Potwierdź
-
Rozrywka też potrzebna i dziś domówka u koleżanki.
-
A potem się zobaczy.
-
lubi tą wiadomość
Dokładnie. Mam podobne podejście. Przecież co przeżyje to już moje i nikt mi tego nie zabierze. Praca i dom to nie wszystko. Czasem trzeba odreagować i się zabawić. A pomysłów na zabawę jest tyle ile osób na świecie.
-
Ale schiza
-
Książula w Kebab Kingu w Otwocku widziałem przed chwilą
-
Ale chyba Muala nie będzie bo i smak lipny a sosy chujnia totalna
-
3 kebsy wział z jakimś ziomem i poszli do samochodu
-
Dla mnie to chuj nie smakosz z niego.
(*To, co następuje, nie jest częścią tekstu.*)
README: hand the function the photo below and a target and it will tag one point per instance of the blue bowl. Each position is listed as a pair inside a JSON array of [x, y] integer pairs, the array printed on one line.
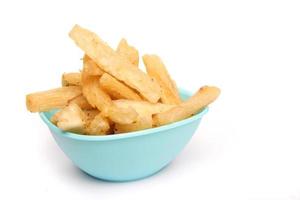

Swoją karierę budował na kebsach, a to kiepski wyznacznik wyrafinowanego smaku. Aczkolwiek jeśli chodzi o właśnie te kebaby to jest opiniotwórczy i w miarę wiarygodny w tej kwestii. Bedąc w lecie w PL kebaba od Chajzera w KREUZBERG Kraft Kebap raz kupiłam - pierwszy i ostatni. Badziew. A tam gdzie jest coś sygnowane Piri-Piri to omijajcie szerokim łukiem bo to badziew. Pyszne kebaby to w Turcji i o dziwo w Berlinie.
-
Nie lubie kebabów. To taka ostateczność jak jestem bardzo głodny.
-
A jakościowo to faktycznie kiepsko wypada.